The issue raised in the Takht Pari case was that Bahria Town had 'encroached' upon 1,170 kanals of forest land, while the forest department had 'encroached' on an area measuring 765 kanals of Bahria Town.

However, the court struck down this mutual 'encroachment' deal, deeming it illegal and of no effect.

"We declare that the area of Takht Pari is 2,210 acres; that exchange of land purportedly encroached by Bahria Town and the forest department and attestation of mutations in this behalf being based on an erroneous assumption about the area is against the law and the record and as such of no effect and the order passed in S.M.C.No. 3 of 2009 is recalled."

"However, if any third-party interest has been created over the forest land what to do therewith and how to deal therewith shall be decided by the implementation bench," it ruled.

The court then directed the forest department, the revenue department and the Survey of Pakistan to conduct a fresh demarcation in the Takht Pari area.

It also issued notices to the forest department and Bahria Town to submit a report within one month before the SC implementation bench.

NAB was also directed to look into who authorised the illegal allotments in the Takht Pari area and pursue them in an accountability court.

New Murree Development Scheme

In a third order issued the same day, the Supreme Court also struck a death blow to the New Murree Development Project/Scheme, which had been roundly criticised by environment protection agencies for endangering the forests and land around Islamabad.

"We do not understand how suitable chunks of land were chosen and taken possession of without having recourse to legal proceedings and without the permission of the government in gross, grave and glaring violation of the law governing the partition of such land.

"We do not understand how the trees and bushes running in millions were cut from the shamlat-i-deh [communal land] and how was it converted into a building site.
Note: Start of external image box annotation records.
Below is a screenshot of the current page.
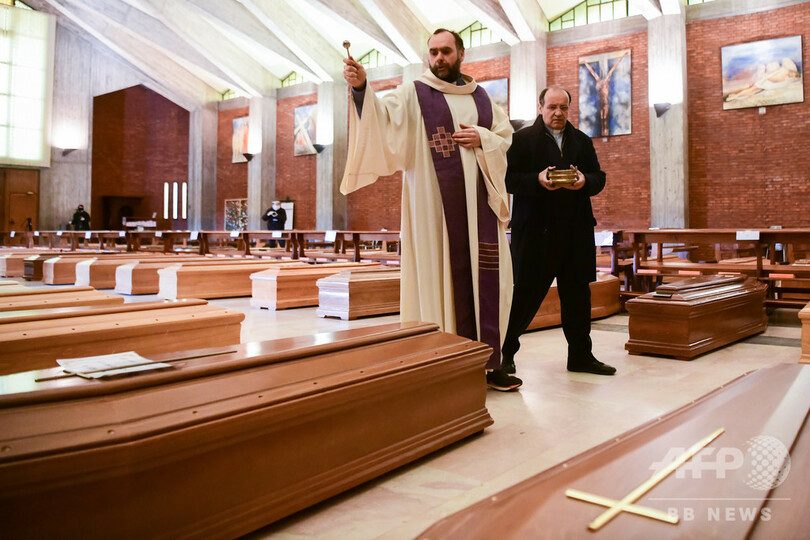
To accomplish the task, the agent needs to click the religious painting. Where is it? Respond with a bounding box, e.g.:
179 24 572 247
293 104 318 156
579 49 633 137
720 36 804 110
224 199 247 231
478 79 509 116
231 116 248 163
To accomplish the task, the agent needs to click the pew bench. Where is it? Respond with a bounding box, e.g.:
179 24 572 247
157 259 299 299
0 300 245 374
316 267 400 321
0 324 492 540
250 262 379 310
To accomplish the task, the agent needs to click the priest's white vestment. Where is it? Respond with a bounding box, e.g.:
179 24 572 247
340 71 512 360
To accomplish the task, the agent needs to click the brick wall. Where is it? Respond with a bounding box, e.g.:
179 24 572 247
686 2 810 228
91 85 189 228
216 107 249 230
546 32 650 229
276 94 318 229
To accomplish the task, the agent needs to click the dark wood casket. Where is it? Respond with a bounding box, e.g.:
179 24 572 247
0 323 492 539
625 275 768 360
420 364 810 540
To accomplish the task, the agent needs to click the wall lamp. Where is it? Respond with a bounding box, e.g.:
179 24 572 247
653 103 672 118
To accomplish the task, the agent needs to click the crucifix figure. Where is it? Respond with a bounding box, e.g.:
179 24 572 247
585 51 630 137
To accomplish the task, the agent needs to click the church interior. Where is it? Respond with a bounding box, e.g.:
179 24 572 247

We also do not understand how the government slept over its rights and sat around like an idle spectator when everything was ruined and run amuck by Bahria Town or for that matter any other builder without realizing that fauna and flora are better served by the natural growth of trees than the mountains of iron, cement and concrete," Justice Ejaz Afzal Khan wrote.

"[...] As a sequel to what has been discussed above, we have no hesitation to hold that any area of shamilat-i-deh broken up for cultivation or any other purpose, partitioned, taken possession of or constructed in violation of the wajib-ul-arz [agreement between settled villagers using the land and the government] and rule 4A and 4B of the Rules mentioned-above, being illegal and unlawful is of no effect."
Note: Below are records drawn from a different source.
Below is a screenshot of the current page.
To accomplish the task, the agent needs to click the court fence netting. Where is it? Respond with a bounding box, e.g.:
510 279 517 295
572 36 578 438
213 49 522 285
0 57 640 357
"The area thus broken up, partitioned, taken possession of or constructed be retrieved by the government forthwith. All construction work in shamilat-i-deh be stopped forthwith. The construction work carried in private ownership would continue only if it is okayed by the Rawalpindi Development Authority and Environment Protection Agency."
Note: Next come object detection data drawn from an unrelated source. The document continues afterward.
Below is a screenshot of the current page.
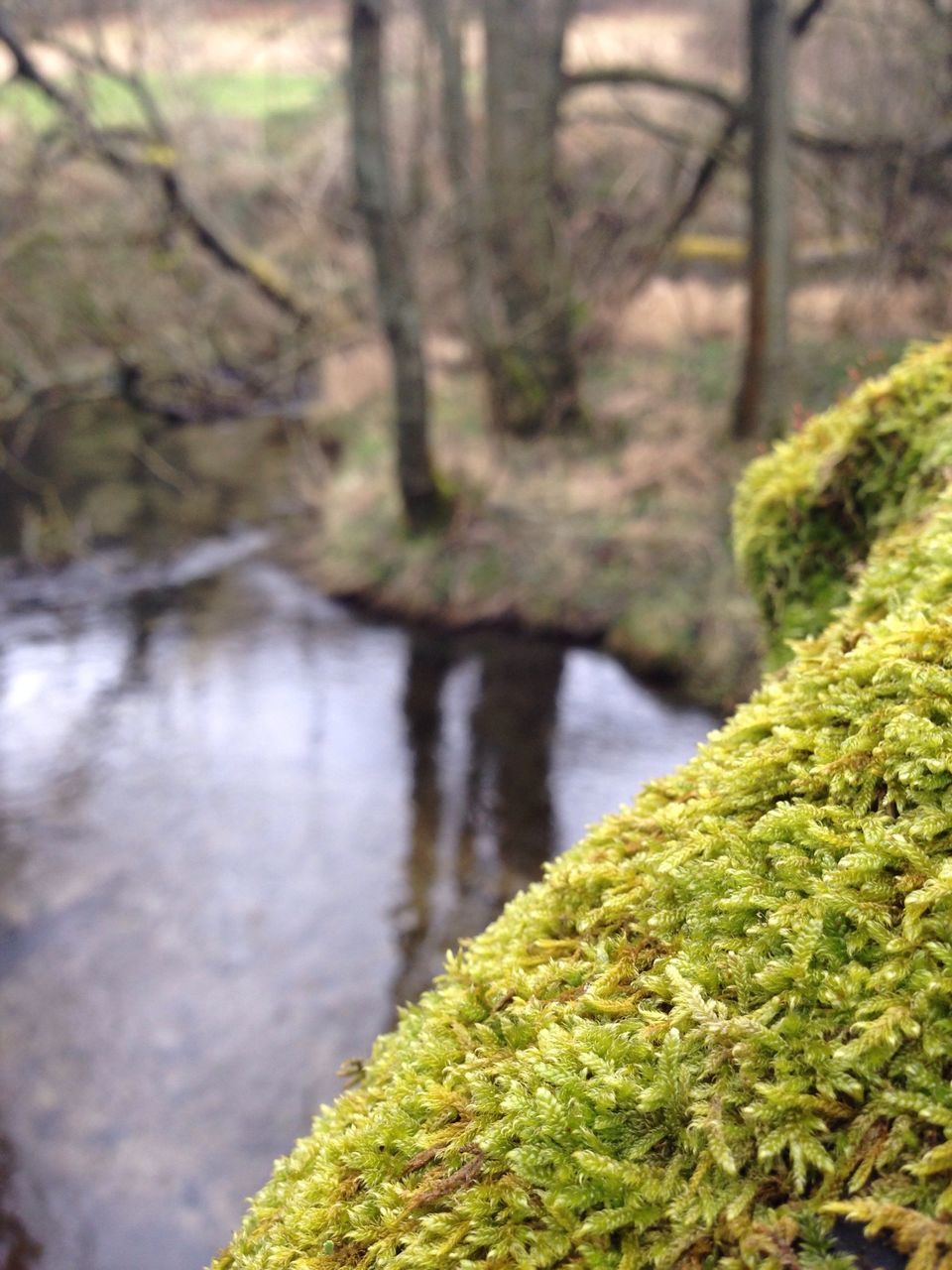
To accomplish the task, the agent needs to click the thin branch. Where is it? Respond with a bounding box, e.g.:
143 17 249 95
0 9 313 326
562 66 738 114
634 0 828 291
"The persons and officials of the revenue department be proceeded against. The NAB is directed to investigate the case and file references against all those who are found responsible for committing, aiding and abetting the crime at any level or in any form."

"If at all a great deal of construction work has been done on the property comprised in shamilat-i-deh, plots have been transferred, superstructure has been raised thereon and third-party interest has been created therein, a spade would remain a spade and an illegal act would remain illegal. However, the questions what to do with the allottees, how to deal with their cases and what remedial measures could be taken in this behalf shall be dealt with by the implementation bench.

"We, therefore, request the Honourable Chief Justice of Pakistan to constitute an implementation bench in this behalf to deal with the questions mentioned above.

"It is, however, added that the provincial government and the Forest Department take care of the areas of the shamilat-i-deh to develop it by afforestation."